The American Civil Liberties Union (ACLU) authored a letter released on March 25 in which lawyers requested a consultation with the officers at Otero County Processing Center to address the verbal, physical and emotional abuse described by multiple LGBTQ asylum-seekers.

“The conditions we have documented over the past several weeks raise serious questions about Otero and ICE’s compliance with the Prison Rape Elimination Act (PREA), ICE Performance-Based National Detention Standards, and the U.S. Constitution,” wrote the lawyers from ACLU-NM, in conjunction with the Sante Fe Dreamers Project and Las Americas Immigrant Advocacy Center. “ICE’s practices at Otero have created an unsafe environment for transgender women and gay men who are detained there.”

Representatives from the three legal organizations met with individuals at Otero and documented reports of unsafe sleeping spaces and withheld medical care, as well as repeated use of solitary confinement, at times perceived as a source of retaliation for reporting abuse.

The 12 individuals reporting the abusive conditions are asylum-seekers in the United States, and some of them fled their homes due to persecution of their gender and sexual identities.

7310C93C 7A2C 45FC A971 9A1A2D1B2FB1ICE guidelines limit the use of solitary to situations when no other secure housing can be provided to persons at threat of being sexually assaulted or abused.
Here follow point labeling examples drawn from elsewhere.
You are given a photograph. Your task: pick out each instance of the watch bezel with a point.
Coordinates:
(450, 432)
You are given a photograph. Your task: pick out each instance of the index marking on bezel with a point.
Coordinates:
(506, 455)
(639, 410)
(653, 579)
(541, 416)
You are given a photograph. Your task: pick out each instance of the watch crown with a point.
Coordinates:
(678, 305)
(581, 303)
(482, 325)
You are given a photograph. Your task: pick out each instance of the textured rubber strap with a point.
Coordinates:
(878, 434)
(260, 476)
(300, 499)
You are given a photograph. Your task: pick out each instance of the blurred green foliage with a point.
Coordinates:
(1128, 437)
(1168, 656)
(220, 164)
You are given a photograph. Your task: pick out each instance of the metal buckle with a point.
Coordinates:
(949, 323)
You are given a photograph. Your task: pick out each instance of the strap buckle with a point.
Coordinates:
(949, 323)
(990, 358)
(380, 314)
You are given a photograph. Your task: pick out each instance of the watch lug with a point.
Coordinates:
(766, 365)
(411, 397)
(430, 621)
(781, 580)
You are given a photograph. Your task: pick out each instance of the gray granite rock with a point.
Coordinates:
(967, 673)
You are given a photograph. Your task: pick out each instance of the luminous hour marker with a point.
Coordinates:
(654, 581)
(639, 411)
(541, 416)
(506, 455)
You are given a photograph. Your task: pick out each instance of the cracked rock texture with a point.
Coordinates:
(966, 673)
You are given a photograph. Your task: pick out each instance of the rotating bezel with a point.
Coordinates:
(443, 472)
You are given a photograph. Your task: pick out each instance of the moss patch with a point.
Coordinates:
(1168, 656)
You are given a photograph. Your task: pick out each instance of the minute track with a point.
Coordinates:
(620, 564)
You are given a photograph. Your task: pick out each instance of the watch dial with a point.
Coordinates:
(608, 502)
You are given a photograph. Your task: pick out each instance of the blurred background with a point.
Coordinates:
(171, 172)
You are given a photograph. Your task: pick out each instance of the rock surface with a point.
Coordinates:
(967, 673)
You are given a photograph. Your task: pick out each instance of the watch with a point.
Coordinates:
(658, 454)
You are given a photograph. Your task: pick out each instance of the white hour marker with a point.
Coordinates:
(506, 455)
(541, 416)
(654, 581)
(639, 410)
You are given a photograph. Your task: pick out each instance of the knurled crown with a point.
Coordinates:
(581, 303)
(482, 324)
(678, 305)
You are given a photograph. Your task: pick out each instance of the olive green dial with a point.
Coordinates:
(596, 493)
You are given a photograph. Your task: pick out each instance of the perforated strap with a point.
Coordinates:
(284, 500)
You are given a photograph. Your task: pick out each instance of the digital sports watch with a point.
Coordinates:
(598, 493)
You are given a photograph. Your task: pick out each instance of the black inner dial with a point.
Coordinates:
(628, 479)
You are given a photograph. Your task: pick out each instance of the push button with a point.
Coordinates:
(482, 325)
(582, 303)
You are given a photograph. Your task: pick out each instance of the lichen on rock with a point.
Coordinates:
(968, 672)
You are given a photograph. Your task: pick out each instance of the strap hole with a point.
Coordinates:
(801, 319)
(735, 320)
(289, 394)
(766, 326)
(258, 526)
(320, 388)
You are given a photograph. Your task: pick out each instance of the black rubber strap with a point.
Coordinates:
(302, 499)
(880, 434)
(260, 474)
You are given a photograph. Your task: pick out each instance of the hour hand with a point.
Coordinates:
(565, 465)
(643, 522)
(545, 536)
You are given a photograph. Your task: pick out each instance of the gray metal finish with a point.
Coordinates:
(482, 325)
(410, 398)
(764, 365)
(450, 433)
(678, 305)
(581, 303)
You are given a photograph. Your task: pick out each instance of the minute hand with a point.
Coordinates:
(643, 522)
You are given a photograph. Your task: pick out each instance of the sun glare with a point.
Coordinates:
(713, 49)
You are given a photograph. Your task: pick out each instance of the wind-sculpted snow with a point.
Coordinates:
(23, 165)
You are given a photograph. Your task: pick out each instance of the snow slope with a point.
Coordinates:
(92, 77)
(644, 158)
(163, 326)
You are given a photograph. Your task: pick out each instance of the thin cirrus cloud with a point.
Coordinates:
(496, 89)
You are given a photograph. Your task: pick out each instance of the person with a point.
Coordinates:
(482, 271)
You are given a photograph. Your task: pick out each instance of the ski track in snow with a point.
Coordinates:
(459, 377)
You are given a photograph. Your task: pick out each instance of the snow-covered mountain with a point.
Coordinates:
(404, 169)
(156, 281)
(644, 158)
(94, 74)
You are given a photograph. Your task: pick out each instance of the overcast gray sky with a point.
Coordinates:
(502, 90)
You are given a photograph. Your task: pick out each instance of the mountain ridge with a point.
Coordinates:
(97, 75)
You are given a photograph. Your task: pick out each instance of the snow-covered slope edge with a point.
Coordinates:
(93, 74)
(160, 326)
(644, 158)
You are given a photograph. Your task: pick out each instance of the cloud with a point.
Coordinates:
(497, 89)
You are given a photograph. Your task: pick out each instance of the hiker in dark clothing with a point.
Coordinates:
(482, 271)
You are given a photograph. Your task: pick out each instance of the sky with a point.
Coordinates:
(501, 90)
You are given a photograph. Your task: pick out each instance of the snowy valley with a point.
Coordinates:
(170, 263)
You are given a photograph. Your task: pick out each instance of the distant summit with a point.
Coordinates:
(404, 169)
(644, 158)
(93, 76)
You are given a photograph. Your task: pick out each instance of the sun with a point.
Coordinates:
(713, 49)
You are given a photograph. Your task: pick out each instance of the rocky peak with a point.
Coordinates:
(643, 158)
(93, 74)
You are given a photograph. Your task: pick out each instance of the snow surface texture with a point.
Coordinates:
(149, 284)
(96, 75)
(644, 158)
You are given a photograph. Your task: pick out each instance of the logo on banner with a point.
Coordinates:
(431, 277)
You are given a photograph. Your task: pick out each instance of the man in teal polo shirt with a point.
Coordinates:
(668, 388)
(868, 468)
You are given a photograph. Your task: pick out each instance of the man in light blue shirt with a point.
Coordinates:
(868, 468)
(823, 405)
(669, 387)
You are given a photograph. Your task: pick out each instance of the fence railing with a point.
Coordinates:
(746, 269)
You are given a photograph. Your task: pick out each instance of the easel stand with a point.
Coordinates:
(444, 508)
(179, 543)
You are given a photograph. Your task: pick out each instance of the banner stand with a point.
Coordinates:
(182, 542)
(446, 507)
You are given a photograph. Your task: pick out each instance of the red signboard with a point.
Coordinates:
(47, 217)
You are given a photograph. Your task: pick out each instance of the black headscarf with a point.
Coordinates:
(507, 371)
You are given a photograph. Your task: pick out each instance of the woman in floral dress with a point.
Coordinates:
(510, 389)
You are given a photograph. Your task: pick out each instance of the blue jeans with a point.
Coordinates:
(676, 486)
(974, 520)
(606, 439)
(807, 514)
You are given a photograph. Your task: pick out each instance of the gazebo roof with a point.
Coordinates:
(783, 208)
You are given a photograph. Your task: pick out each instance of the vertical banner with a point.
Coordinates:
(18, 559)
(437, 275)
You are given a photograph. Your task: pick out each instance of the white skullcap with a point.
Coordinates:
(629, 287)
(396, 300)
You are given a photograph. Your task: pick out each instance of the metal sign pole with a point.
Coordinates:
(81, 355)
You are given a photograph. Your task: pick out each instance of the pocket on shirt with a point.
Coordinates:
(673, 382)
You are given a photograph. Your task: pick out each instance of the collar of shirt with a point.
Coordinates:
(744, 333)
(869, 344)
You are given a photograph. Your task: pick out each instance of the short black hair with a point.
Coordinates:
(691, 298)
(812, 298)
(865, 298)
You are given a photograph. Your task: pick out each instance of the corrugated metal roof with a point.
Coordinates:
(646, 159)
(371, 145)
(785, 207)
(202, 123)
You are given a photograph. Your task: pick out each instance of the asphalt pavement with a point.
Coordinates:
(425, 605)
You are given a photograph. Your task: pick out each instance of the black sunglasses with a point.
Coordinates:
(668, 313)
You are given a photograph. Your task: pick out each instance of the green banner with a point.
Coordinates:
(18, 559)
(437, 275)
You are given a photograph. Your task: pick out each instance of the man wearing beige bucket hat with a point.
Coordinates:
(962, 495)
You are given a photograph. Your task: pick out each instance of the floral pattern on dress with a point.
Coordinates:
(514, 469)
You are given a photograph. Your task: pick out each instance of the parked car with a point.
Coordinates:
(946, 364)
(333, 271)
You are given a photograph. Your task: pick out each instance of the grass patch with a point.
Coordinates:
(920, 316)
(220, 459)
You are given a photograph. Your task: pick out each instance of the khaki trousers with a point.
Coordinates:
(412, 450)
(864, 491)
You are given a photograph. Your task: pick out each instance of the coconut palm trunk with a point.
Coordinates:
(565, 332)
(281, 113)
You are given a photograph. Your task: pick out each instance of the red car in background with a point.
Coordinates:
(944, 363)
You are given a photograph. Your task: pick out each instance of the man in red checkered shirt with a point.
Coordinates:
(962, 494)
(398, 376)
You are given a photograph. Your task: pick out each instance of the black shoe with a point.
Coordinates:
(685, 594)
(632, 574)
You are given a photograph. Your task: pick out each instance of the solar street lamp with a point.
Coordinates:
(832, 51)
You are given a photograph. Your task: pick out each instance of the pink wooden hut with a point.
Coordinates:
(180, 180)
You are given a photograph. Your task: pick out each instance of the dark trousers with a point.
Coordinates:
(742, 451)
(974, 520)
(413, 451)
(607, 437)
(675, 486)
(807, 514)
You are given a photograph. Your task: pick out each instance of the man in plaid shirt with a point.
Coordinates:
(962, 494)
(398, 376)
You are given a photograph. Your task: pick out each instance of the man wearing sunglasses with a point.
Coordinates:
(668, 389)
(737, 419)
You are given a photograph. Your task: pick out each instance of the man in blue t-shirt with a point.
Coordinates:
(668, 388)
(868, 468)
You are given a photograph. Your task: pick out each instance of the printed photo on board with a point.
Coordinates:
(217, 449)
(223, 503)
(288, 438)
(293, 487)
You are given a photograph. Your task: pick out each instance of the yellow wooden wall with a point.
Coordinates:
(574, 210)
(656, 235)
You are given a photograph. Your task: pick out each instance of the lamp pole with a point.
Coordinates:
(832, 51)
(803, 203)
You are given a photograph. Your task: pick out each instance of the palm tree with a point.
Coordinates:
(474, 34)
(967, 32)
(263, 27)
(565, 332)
But at Otero Processing Center and in detention centers nationwide, transgender women and gay men in ICE custody reported extensive time spent in solitary confinement.

“When I complained, I was thrown into solitary confinement for five days and threatened with further punishment if I complained again,” said W., a 20-year-old gay man who fled Honduras and rampant persecution. “Now that I am released from custody, I am free to speak up because I do not fear retaliation.”

In 2018, 37 members of Congress delivered a letter to ICE detailing similar allegations and reports from detained LGBTQ individuals throughout the nation. Many had their hormone treatments denied from them. 13 percent of the 300 transgender people detained in the 2017 fiscal year were kept in solitary confinement.

Otero is a 1,000-bed detention center, owned and operated by the Management and Training Corporation (MTC), one of the nation’s larger private prison companies.

ICE internal documentation indicates the facility receives anywhere from $91.03-$117.71 per day for any person detained by ICE, according to a 2018 report by the Detained Migrant Solidarity Committee.

MTC operates two other ICE detention centers: the Imperial Regional Detention Facility in Calexico, California, and the IAH Detention Center in Livingston, Texas.

ICE spokeswoman Leticia Zamarripa did not respond to the allegations, but said that all detention facilities follow national standards and agency mandates for medical care and safety, including that of LGBTQ detainees.